Food-Induced Enterocolitis Syndrome
Young infants who are between ages 1 week and 3 months and have food hypersensitivity may present with protracted vomiting and diarrhea, resulting frequently in dehydration. Most often, cow’s milk or soy proteins are responsible, but rice- and cereal grain–induced enterocolitis are being reported more frequently. Some infants appear to be sensitized by exposure to food proteins passed in maternal breast milk, but do not react until ingesting the actual food. Generally, the stools of affected infants contain occult blood, eosinophils, and polymorphonuclear neutrophils. IgE food-specific antibodies are absent. Jejunal biopsies reveal flattened villi, edema, and increased numbers of lymphocytes, eosinophils, and mast cells. Generally, the elimination of the responsible food leads to a resolution of symptoms within 72 hours. The diagnosis is established by oral food challenge, which consists of administering up to 0.3 to 0.6 g/kg body weight of the suspected protein allergen. A positive challenge results in vomiting and diarrhea within 1 to 6 hours, and occasionally it may be accompanied by shock. Monitoring the peripheral blood cell count reveals a rise in the absolute neutrophil count (greater than 3,500 cells per cubic millimeter) 4 to 6 hours after symptoms develop. Neutrophils, eosinophils, and occasionally red blood cells may be found in the stools.

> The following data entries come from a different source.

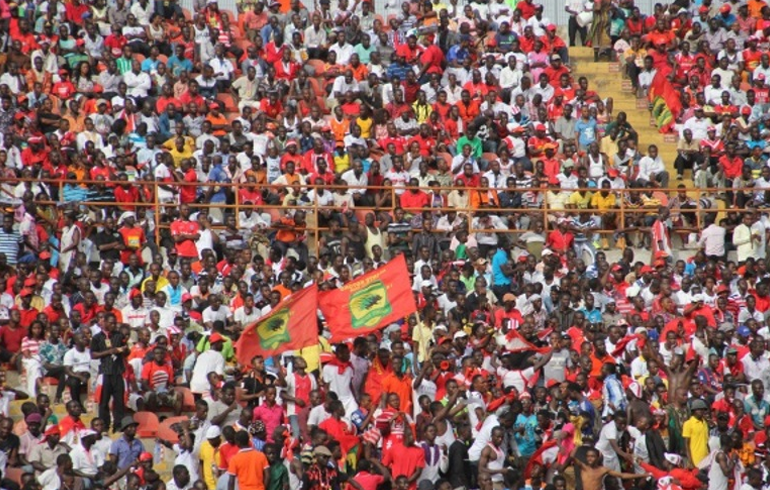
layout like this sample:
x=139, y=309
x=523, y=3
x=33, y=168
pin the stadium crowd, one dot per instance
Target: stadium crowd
x=164, y=173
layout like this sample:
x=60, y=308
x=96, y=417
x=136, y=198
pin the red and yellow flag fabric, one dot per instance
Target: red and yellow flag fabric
x=292, y=325
x=374, y=300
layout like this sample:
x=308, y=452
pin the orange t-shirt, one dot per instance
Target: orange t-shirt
x=249, y=467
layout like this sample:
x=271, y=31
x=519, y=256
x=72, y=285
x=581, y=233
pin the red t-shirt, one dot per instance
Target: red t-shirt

Once their disorder is diagnosed, children with cow’s-milk sensitivity should be placed on a hypoallergenic formula (Alimentum, Nutramigen, or Pregestimil) until approximately 9 to 12 months of age, because as many as 50% may develop a similar sensitivity to soy if placed on a soy-based formula. Exposure to other foods probably should be limited until after 6 months of age. The majority of these children appear to outgrow their hypersensitivity in 1 to 3 years.